OnHand Counsel

Corporate and Commercial Solicitors

The penalty for seeking a penalty

December 2014

Rating system:
Reading time (1-10 minutes): 2
Sophistication level (1 (idiot) – 10 (expert)): 6
Entertainment value (1 (turgid) – 10 (side-splitting)): 5

Background:

You have to be very careful if you want to say in a contract that the other party must pay a pre-determined sum if it doesn’t do what it agreed to. The law says that if this sum is a genuine estimate in advance of the loss you might suffer it will be called ‘liquidated damages’, whereas if it is designed to scare the other party from committing a breach it will be called a ‘penalty’. And under English law a clause which seeks to impose a penalty is unenforceable. The general rule has always been that a court will decide things based on the situation at the time you entered into the contract.

Facts:

In this recent case a contractor (C) had tendered for a construction project. In order to position itself to do so it entered an agreement with a sub-contractor (SC). This said that if the tender was successful C would put SC on the job, which would pay SC $75m; and that if C failed to do so it had to pay SC liquidated damages of $40m, which the contract said was proportionate and a genuine pre-estimate of the loss that SC would suffer if it was not appointed.

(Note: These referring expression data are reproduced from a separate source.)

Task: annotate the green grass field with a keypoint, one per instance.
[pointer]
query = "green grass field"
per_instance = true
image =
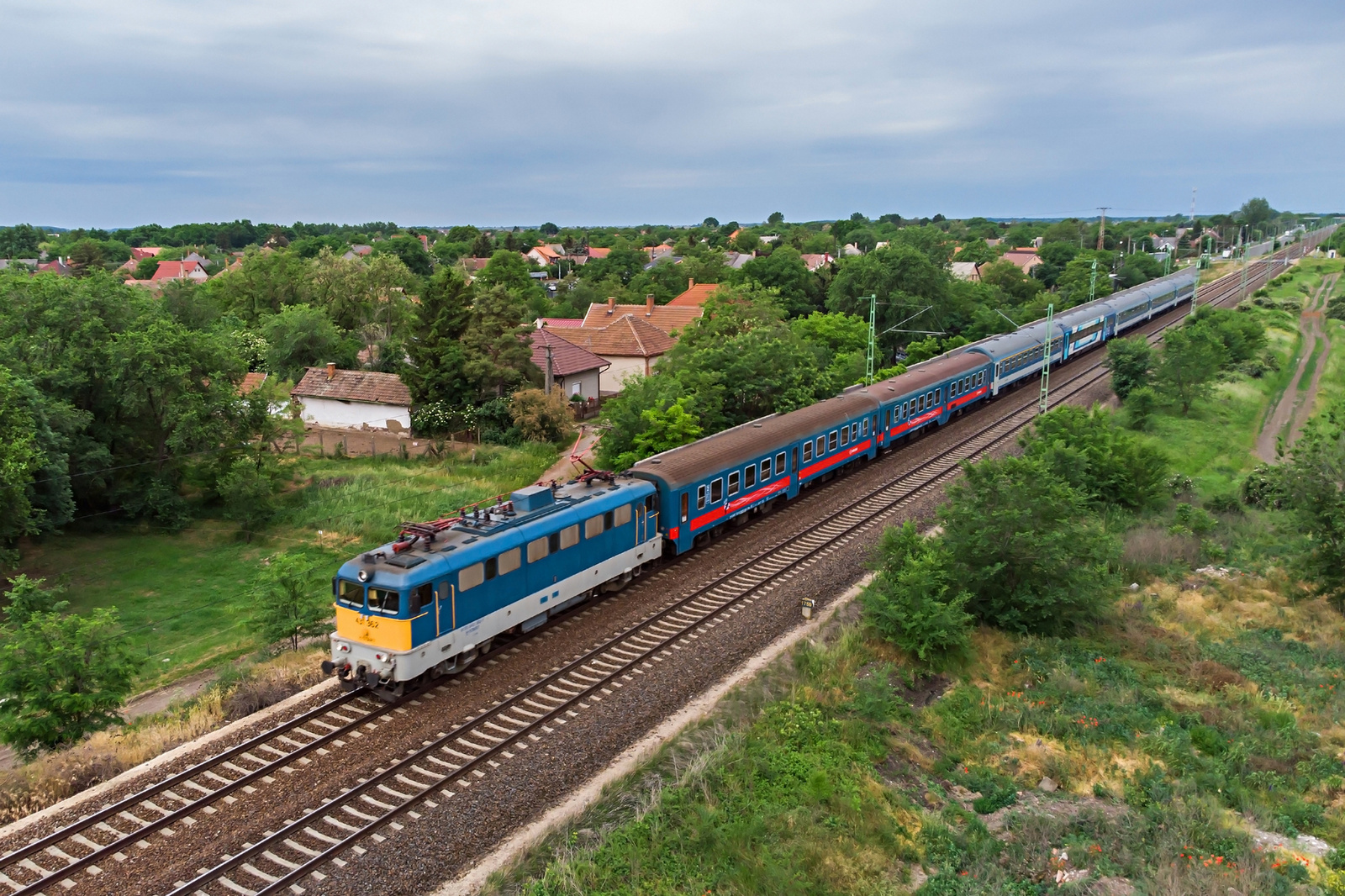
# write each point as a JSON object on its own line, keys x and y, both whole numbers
{"x": 179, "y": 593}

But some time later S and SC amended the agreement. One change was that the job would be worth $55m to SC, and not $75m as before. But they didn’t change the liquidated damages clause.

Guess what: C won the tender, but didn’t appoint SC as sub-contractor. So SC sued.

Decision:

The court ruled that although the liquidated damages clause was ok when the original contract was signed, when the contract was amended the $40m turned into a penalty. The court chose to decide things based on the situation at the time the contract was amended.

Advice:

Be very careful with any liquidated damages clause to avoid it being treated as an unenforceable penalty.

Be very careful if you amend a contract some time after it is originally signed. If the situation has changed, you may need to think about amending any ‘liquidated damages’ clause along with any other clauses you are changing.